Peru © John Michael Ramon Taya

Peru is one of the countries most vulnerable to climate change and water security issues. In 2020-2021, Canada continued to collaborate with the United States Agency for International Development to implement the Natural Infrastructure for Water Security project. It aims to increase the resilience of communities to climate risks, such as floods, droughts and landslides by helping to conserve, restore and recover natural infrastructure such as wetlands and forests.

The project seeks to strengthen women's participation and leadership in decision-making and ensure gender considerations are integrated into national climate and water policies. In 2020-2021, a US$214 million investment was developed in collaboration with water users, government partners and the private -sector to improve nature’s capacity to capture, filter, store and deliver water. The project has resulted in the adoption of some 15 new legal and policy instruments on climate adaptation, including 5 specific to gender equality and fighting discrimination against women and girls. It has developed technical tools for better decision-making in this area.

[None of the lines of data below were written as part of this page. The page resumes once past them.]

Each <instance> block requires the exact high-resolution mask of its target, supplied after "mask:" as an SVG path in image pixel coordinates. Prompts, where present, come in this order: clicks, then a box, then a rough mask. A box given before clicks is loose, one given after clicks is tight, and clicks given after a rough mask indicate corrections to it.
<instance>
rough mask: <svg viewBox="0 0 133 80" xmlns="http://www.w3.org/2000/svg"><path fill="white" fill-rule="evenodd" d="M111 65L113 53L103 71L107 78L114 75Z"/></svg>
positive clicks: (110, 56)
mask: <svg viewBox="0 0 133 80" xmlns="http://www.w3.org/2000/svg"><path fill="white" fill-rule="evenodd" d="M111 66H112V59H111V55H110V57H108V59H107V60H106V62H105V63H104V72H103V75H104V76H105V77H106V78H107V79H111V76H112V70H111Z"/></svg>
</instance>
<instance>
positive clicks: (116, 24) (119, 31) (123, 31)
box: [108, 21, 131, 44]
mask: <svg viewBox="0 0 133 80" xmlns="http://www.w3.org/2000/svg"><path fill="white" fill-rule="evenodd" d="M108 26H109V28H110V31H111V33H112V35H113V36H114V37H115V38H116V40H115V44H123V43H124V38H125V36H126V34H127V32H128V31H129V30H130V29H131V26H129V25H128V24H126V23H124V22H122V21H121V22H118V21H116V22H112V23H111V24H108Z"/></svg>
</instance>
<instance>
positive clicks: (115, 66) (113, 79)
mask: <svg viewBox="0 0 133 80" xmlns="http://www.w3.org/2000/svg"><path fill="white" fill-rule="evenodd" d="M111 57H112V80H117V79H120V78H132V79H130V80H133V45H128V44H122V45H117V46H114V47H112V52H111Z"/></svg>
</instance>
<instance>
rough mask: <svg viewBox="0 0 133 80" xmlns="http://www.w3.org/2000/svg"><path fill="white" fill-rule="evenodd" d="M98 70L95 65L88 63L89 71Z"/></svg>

The project enabled some 900 participants and 1,400 professionals to increase their knowledge about water resources management. “Peruvian women are the ones managing the water; we are connected to this resource,” says one of the women participating in the project’s leadership program for women in water management.

Peruvian water users are paying a monthly fee that is being reinvested in ecosystem recovery projects in Peru’s mountains to address water shortages for local residents. For example, Milloc, located 4,500 metres above sea level, has been threatened for years by the illegal extracting of organic wetland soil. A project to recover the natural ecosystem in Milloc is now benefiting the people who live there as well as the 10 million people who reside in Metropolitan Lima.

The project has led to partnerships between ancient cultures, rural populations, urban communities, scientists, private and public sectors and international organizations. In addition, Peru’s government is now looking to natural infrastructure as a way to address water risks more generally.